Chapter 19: Redundancy Setup

The InCenter system can be configured to provide a redundant high availability (HA) cluster so that if one InCenter server running on one computer fails, an automatic failover will occur, allowing processing to continue on another computer with an identical InCenter configuration.

[Note] Note: This chapter covers clusters using InCenter 1.64 or later

This chapter describes setting up redundancy clusters where the HA nodes run InCenter version 1.64.00 or later. HA clusters created prior to 1.64 are not compatible but can be converted to this newer cluster type. Doing this is described at the end of this chapter.

HA cluster setup requires three separate instances of InCenter. Each instance acts as a high availability node (HA node) in an active-passive arrangement. The databases on these three HA nodes are configured to be synchronized. Located in front of the three HA nodes is a third-party load balancing proxy. The proxy polls the management IP of each HA node and sends traffic only to the active node.

If the active HA node fails, one of the other two HA nodes will automatically assume the active role. If two HA nodes were to fail, the remaining HA node will not accept traffic and the entire HA cluster will no longer function. This HA cluster arrangement is illustrated below.

A Redundant Cluster Configuration

Figure 19.1. A Redundant Cluster Configuration

Various proxy software products are available to perform the load balancing task and setting one up will not be described in this document. Only the base InCenter cluster setup will be covered later. The list of ports that must be forwarded by the balancer is also listed at the end of this section.

The rc Command

The main tool for setting up redundancy is the HA cluster configuration command rc in the host Linux system CLI. This is already included as part of the InCenter installation.

[Note] Note: Root privileges are required

When setting up an HA cluster using the rc command, root privileges are required.

The rc command can take the following options:

The parameter -help can be used to display individual help text for a particular option. For example:

$ rc gen-certs -help

HA Cluster Setup Steps

The following steps should be followed to set up a high availability cluster:

  1. Have three InCenter instances ready to be joined together as HA nodes in a cluster. In this example, they will have the DNS resolvable host names hostname1, hostname2 and hostname3. All three should have the same InCenter version installed (1.64.00 or later) and they should be running on separate hardware platforms. The InCenter instances need not be newly installed but note that the current database image of the last HA node added to the cluster (in this example, hostname3) will overwrite the databases of the other two.

    The three instances will need to communicate with each other so the computers might be on the same network although it may be better to have at least one in a different physical location for maximum tolerance to local risks such as power supply failure.

  2. Log into the Linux CLI of the first InCenter instance (assume this is hostname1) and enter the following command:

    $ rc gen-certs -m hostname1 hostname2 hostname3

    This will generate three cluster setup files for the three instances with filenames of the form hostname1.tar.gz, hostname2.tar.gz and hostname3.tar.gz.

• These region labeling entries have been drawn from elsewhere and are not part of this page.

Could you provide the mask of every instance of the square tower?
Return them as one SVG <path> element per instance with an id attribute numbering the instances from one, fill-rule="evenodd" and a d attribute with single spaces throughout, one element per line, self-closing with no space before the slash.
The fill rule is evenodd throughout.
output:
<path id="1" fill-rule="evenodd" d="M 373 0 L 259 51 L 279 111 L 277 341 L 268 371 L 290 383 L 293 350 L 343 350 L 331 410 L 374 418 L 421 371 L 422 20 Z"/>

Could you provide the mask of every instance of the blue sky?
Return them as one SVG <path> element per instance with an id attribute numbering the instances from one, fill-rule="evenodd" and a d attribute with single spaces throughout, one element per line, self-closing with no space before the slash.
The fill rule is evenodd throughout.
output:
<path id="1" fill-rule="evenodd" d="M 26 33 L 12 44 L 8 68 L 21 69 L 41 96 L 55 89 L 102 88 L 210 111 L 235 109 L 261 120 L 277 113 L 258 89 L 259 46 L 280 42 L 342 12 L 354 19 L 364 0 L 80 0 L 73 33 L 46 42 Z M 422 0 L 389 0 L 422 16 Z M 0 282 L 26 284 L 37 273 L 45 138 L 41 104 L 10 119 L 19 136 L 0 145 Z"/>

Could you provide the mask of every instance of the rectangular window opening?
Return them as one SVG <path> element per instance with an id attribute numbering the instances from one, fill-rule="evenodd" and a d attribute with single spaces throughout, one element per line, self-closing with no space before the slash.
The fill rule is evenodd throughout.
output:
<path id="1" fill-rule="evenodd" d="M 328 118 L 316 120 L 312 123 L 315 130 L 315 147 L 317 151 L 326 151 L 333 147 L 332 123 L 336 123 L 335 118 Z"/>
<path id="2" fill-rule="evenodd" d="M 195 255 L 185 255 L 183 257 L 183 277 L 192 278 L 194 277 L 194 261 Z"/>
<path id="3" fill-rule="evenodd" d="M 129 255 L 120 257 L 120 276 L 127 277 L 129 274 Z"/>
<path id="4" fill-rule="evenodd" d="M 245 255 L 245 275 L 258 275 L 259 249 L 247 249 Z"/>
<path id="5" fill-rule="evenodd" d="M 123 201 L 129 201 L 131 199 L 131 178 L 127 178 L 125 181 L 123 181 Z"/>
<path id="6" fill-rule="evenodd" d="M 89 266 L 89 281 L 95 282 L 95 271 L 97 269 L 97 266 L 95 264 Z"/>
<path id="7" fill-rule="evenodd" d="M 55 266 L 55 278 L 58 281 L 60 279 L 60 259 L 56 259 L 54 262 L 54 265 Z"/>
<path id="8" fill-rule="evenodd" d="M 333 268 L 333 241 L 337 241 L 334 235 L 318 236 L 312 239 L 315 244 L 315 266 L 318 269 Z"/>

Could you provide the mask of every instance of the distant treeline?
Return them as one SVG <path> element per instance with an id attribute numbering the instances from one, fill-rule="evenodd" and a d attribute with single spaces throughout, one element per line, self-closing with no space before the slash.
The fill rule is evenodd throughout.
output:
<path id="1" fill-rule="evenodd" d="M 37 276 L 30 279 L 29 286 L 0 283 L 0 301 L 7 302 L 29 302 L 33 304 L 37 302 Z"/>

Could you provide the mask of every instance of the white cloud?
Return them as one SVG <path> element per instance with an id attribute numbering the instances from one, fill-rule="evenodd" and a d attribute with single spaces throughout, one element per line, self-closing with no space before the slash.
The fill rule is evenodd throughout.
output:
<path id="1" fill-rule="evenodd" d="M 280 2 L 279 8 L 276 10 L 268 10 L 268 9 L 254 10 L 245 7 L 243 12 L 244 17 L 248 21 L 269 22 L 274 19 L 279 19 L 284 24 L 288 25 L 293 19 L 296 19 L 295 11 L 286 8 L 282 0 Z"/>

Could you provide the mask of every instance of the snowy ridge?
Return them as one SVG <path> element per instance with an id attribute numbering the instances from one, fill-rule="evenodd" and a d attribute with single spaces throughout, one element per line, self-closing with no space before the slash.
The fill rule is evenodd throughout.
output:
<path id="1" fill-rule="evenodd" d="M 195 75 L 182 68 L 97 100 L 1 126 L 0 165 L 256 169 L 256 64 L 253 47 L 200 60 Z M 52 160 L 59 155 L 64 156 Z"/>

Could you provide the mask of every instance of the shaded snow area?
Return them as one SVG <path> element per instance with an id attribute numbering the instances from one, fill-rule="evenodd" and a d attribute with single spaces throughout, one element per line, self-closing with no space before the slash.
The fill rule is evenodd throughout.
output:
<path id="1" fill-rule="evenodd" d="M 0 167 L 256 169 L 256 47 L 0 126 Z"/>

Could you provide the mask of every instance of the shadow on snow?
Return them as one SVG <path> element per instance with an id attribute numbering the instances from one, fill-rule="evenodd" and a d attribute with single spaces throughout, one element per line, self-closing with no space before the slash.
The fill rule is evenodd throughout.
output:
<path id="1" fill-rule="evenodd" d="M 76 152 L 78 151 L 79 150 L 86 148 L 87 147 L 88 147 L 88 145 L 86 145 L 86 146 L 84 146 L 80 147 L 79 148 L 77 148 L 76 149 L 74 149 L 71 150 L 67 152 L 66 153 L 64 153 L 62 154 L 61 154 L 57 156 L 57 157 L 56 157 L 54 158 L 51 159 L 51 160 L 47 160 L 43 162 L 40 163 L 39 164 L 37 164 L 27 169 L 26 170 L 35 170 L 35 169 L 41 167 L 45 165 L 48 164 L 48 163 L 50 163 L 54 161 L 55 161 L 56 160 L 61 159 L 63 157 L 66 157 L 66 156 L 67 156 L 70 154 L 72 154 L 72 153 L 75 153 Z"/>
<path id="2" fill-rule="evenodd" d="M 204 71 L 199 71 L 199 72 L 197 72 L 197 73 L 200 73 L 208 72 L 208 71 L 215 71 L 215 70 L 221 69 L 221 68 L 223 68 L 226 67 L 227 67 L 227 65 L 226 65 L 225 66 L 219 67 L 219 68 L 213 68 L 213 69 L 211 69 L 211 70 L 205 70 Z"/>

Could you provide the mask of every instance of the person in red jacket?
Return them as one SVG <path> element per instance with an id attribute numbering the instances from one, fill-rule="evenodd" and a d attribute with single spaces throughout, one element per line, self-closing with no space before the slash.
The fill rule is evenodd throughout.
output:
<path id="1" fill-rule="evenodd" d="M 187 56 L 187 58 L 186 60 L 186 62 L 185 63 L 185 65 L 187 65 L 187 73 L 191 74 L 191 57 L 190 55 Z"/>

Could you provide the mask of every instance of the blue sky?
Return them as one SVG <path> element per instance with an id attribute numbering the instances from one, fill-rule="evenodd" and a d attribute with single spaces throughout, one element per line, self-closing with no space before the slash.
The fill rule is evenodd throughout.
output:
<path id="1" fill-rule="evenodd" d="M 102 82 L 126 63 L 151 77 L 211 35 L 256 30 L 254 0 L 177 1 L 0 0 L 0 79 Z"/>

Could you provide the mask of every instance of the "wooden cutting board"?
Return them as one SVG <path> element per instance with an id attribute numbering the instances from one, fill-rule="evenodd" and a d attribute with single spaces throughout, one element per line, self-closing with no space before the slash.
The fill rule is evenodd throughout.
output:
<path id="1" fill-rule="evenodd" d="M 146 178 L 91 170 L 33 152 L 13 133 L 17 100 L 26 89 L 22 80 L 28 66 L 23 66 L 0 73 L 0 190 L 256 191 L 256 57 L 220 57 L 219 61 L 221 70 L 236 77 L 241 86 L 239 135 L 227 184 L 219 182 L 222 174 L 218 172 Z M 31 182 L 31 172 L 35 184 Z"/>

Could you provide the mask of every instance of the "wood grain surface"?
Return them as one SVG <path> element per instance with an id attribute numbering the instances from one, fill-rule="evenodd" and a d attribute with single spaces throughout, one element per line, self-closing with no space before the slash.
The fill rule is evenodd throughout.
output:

    As mentioned previously, hostname1, hostname2 and hostname3 are the DNS resolvable hostnames of the InCenter instances. For example, server1.example.com. The actual IP addresses cannot be used instead.

    It is important to note that a copy of the three files generated should be archived on disk storage outside of the cluster. This is because any of these files may be needed later when replacing a failed HA node with a new InCenter instance.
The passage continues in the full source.